# Which Hairstyle you like Better on Rihanna



## Ricci (Jun 6, 2010)

She's got a new style now .. IMHO worse then the prior. I miss her long hair






Im curious Of the results so please vote!

Long or Short?











Just so u know I'm not mocking short hair! I just dont like it on Riri &amp; especially buzzcut and red! lol


----------



## Dragonfly (Jun 6, 2010)

I definately like the longer hair on her.

She needs to be careful that she doesn't become a caricature of herself.


----------



## Darla (Jun 6, 2010)

ROTFL that looks ridiculous! maybe just the picture but i think not.

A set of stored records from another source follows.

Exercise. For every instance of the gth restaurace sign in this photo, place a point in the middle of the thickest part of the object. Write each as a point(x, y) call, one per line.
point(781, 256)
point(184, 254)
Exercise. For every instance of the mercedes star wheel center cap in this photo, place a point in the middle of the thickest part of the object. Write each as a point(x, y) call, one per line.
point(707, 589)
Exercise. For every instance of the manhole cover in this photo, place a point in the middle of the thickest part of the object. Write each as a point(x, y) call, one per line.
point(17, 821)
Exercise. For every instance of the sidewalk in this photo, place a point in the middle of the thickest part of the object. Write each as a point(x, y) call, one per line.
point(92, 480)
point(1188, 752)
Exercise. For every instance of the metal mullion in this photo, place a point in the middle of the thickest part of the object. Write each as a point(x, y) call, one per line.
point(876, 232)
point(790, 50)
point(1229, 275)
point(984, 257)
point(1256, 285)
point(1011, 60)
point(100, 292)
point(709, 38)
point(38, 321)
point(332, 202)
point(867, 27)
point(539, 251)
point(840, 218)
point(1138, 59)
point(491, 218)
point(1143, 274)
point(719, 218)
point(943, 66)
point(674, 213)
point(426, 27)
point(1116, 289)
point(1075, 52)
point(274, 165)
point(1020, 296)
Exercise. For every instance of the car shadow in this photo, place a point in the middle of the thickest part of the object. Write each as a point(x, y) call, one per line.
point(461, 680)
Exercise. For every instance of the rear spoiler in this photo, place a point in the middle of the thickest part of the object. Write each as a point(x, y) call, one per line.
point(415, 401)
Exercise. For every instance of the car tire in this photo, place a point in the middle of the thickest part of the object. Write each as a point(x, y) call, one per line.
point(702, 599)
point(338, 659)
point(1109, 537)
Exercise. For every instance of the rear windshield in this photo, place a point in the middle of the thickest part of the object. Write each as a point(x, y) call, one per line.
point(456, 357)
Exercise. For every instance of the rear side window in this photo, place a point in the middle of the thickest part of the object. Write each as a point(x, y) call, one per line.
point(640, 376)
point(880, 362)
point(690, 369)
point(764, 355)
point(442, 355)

here's a nice one with her child


----------



## Ricci (Jun 6, 2010)

She is so beautiful I dont understand why the buzzcuts?


----------



## Karren (Jun 7, 2010)

Long!! Though I do love the lingerie she wearing in the short hair shot.. Too bad she forgot to put something over it! Lol.


----------



## divadoll (Jun 7, 2010)

Long! The short hairdo reminds me of Grace Jones.


----------



## AudreyNola (Jun 7, 2010)

Oh, I don't guess I care. The long is beautiful and conventionally sexy... I guess the short is supposed to be edgy and fashion forward :shrug:


----------



## HisBunny (Jun 7, 2010)

I think shes so ugly but i think she looks a lil better with short hair not super short like the 2nd pic.


----------



## reesesilverstar (Jun 7, 2010)

I agree with Audrey.


----------



## Ingrid (Jun 7, 2010)

Long hair for sure, short hair looks HORRIBLE on her.


----------



## teebabeh (Jun 7, 2010)

she looks better with her long hair...


----------



## internetchick (Jun 8, 2010)

I prefer the long, but that is a bad representation of her with short hair.


----------



## Ricci (Jun 8, 2010)

I like the last short hair pic


----------



## xjackie83 (Jun 8, 2010)

I think if she were just a "normal" person the long hair would be the way to go. But as a celebrity you have to be one-of-a-kind and her unique shorter dos make her stand out. Rhianna use to get some radio play in her early career, but no one really cared about her. Then she cut her hair, get some edge, and blew up the charts.


----------



## emily_3383 (Jun 8, 2010)

wtf is that what shes sporting right now?


----------



## Mixie87 (Jun 9, 2010)

I voted short, It suits her better.

But the style shes rocking right now with the red and mushroom looking cut...has to go.


----------



## RamblingRose26 (Jun 10, 2010)

Long for sure!


----------